# Example 9.1 (Nise)

In this next series of posts, I am going to do a couple of examples from Nise [1] to practice designing different kinds of controllers. Some of these have been solved fully in the textbook, and others are provided as practice problems, so if you cannot read my solutions, please look in the textbook for more clarity. I should note that all my images today were taken from the whiteboard, instead of my customary paper-based figures, because I am also trying to practice good board management for the actual qualifying exam.

This first problem practices designing PI controllers, which are good for improving the steady state response of a system. Please refer to my older posts on controller and compensator design for more details of the theory behind the different kinds of controllers. I have also included a table below from [1] which does a nice job of summarizing the different kinds of controllers and when they should be used. Today I will probably do posts for PI, lag, and PD controllers. Next time I will focus on lead, PID and lead-lag controllers.

Figure 1

### Example 9.1: Designing an Ideal PI Controller [1]

The objective of this problem is to make the steady state error (in response to a step input) zero. I know that the system has a damping coefficient of 0.174. The problem solution flows as follows:

(1) Solve for the gain that positions the closed loop poles such that the damping coefficient of the system is indeed 0.174. (We can approximate this system as second order because the third root is very fast and far from the dominant complex pair of poles.)

(2) Solve for the steady state error gain, Kp.

(3) Solve for the uncompensated steady state error.

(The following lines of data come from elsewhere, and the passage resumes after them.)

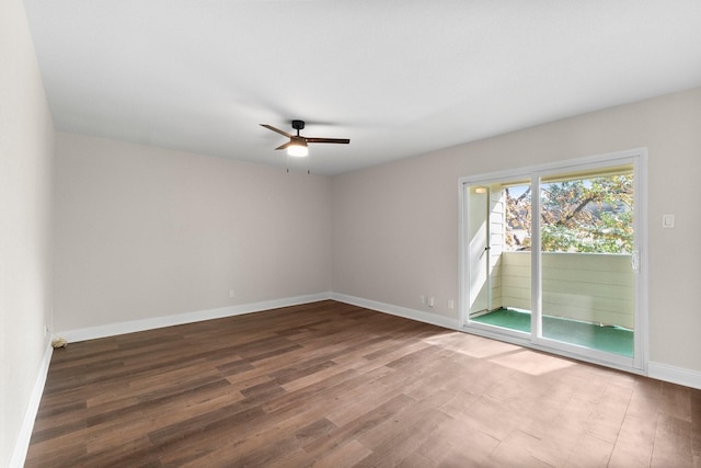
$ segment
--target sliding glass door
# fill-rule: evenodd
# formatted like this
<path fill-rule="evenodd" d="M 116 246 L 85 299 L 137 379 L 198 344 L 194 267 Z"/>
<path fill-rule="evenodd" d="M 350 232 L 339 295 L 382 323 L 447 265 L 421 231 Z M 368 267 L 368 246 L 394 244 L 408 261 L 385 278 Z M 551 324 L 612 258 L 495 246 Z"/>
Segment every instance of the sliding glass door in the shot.
<path fill-rule="evenodd" d="M 463 180 L 466 328 L 641 368 L 640 159 Z"/>

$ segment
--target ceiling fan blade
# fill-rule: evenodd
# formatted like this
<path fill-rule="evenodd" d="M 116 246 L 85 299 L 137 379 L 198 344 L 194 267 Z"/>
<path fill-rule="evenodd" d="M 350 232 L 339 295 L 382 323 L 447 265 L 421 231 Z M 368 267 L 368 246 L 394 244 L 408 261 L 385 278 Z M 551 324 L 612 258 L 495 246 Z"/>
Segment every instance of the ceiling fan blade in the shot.
<path fill-rule="evenodd" d="M 307 142 L 338 142 L 342 145 L 347 145 L 350 142 L 348 138 L 315 138 L 315 137 L 304 137 Z"/>
<path fill-rule="evenodd" d="M 261 126 L 262 126 L 262 127 L 267 128 L 268 130 L 273 130 L 273 132 L 275 132 L 276 134 L 284 135 L 284 136 L 286 136 L 287 138 L 291 138 L 291 137 L 292 137 L 292 135 L 288 134 L 287 132 L 285 132 L 285 130 L 280 130 L 279 128 L 275 128 L 275 127 L 274 127 L 274 126 L 272 126 L 272 125 L 268 125 L 268 124 L 261 124 Z"/>

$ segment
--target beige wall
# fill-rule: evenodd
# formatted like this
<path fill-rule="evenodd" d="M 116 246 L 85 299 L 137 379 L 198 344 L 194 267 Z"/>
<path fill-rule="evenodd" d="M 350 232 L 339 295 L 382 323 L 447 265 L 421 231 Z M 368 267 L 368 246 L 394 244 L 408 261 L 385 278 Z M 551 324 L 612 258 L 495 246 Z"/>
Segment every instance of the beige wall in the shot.
<path fill-rule="evenodd" d="M 332 288 L 457 318 L 460 176 L 647 147 L 650 357 L 701 372 L 700 128 L 701 88 L 335 176 Z"/>
<path fill-rule="evenodd" d="M 67 133 L 56 158 L 59 331 L 330 288 L 329 178 Z"/>
<path fill-rule="evenodd" d="M 21 0 L 0 2 L 0 466 L 48 346 L 54 125 Z M 28 440 L 27 440 L 28 442 Z"/>

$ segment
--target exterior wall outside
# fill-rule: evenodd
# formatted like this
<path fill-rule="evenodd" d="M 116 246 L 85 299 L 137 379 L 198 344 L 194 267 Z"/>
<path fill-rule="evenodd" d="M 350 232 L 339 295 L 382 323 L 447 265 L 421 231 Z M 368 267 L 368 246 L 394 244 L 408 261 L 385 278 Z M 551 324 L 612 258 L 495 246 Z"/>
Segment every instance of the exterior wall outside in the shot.
<path fill-rule="evenodd" d="M 531 252 L 504 252 L 503 307 L 530 310 Z M 634 329 L 631 255 L 542 254 L 543 313 Z"/>

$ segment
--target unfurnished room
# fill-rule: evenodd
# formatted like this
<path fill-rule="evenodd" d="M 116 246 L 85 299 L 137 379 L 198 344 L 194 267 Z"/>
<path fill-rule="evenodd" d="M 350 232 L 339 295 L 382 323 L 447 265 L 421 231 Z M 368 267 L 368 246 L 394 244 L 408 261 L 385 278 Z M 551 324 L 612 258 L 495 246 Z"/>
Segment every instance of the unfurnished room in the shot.
<path fill-rule="evenodd" d="M 0 466 L 701 466 L 699 24 L 2 1 Z"/>

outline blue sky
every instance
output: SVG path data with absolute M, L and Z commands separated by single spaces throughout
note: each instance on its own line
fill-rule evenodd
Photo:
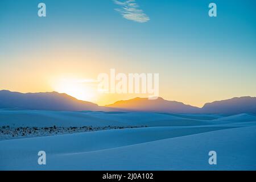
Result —
M 37 15 L 39 2 L 47 17 Z M 208 16 L 210 2 L 216 18 Z M 131 3 L 143 23 L 122 17 L 112 0 L 1 0 L 0 89 L 47 91 L 60 70 L 91 78 L 114 68 L 159 73 L 160 95 L 186 104 L 256 96 L 255 1 Z M 63 52 L 70 59 L 57 61 Z M 31 75 L 38 80 L 24 81 Z

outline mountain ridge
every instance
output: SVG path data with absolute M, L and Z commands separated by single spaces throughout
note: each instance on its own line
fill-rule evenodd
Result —
M 117 111 L 166 112 L 187 114 L 256 114 L 256 97 L 243 96 L 215 101 L 198 107 L 176 101 L 135 97 L 104 106 L 76 99 L 57 92 L 22 93 L 0 90 L 0 108 L 63 111 Z

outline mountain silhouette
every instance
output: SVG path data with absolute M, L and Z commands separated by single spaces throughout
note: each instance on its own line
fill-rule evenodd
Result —
M 162 97 L 156 100 L 137 97 L 127 101 L 117 101 L 106 106 L 134 111 L 176 113 L 197 113 L 200 110 L 199 107 L 177 101 L 167 101 Z
M 0 90 L 0 109 L 63 111 L 148 111 L 187 114 L 256 114 L 256 97 L 235 97 L 207 103 L 202 108 L 182 102 L 137 97 L 99 106 L 56 92 L 21 93 Z
M 100 110 L 97 104 L 56 92 L 21 93 L 0 91 L 0 108 L 48 110 Z
M 256 97 L 234 97 L 226 100 L 207 103 L 202 107 L 201 112 L 228 114 L 245 113 L 256 114 Z

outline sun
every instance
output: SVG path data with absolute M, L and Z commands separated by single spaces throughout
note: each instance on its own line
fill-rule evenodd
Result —
M 61 79 L 56 81 L 52 87 L 59 93 L 65 93 L 78 100 L 92 102 L 96 97 L 96 92 L 92 85 L 81 80 Z

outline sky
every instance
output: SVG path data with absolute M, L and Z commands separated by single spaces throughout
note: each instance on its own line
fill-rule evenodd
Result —
M 38 5 L 46 5 L 39 17 Z M 208 5 L 217 5 L 217 17 Z M 256 96 L 254 0 L 1 0 L 0 90 L 104 105 L 101 73 L 157 73 L 159 95 L 196 106 Z M 128 7 L 128 9 L 127 8 Z

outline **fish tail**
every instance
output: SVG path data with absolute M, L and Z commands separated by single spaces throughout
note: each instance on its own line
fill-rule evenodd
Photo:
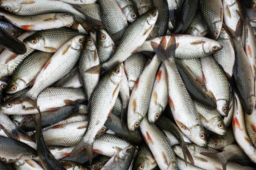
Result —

(4) Choose a PI controller with a zero. This is kind of a hybrid PI - lag controller since purely integral control does not have a derivative component by definition but pure lag compensators do not have integrators. We put the zero close to the origin so that it does not shift the root locus significantly (we don’t want to change any aspect of the system’s performance except for the steady state error).

(5) Show that the root locus does not change very much by recalculating the location and angle of the asymptotes of the root locus. Therefore we can use the same closed loop gain, K, to recalculate Kp and show that the steady state error is now 0.

Figure 2

Figure 3

#### References:

[1] Nise, Norman S. Control Systems Engineering, 4th Ed. John Wiley & Sons, Inc. 2004.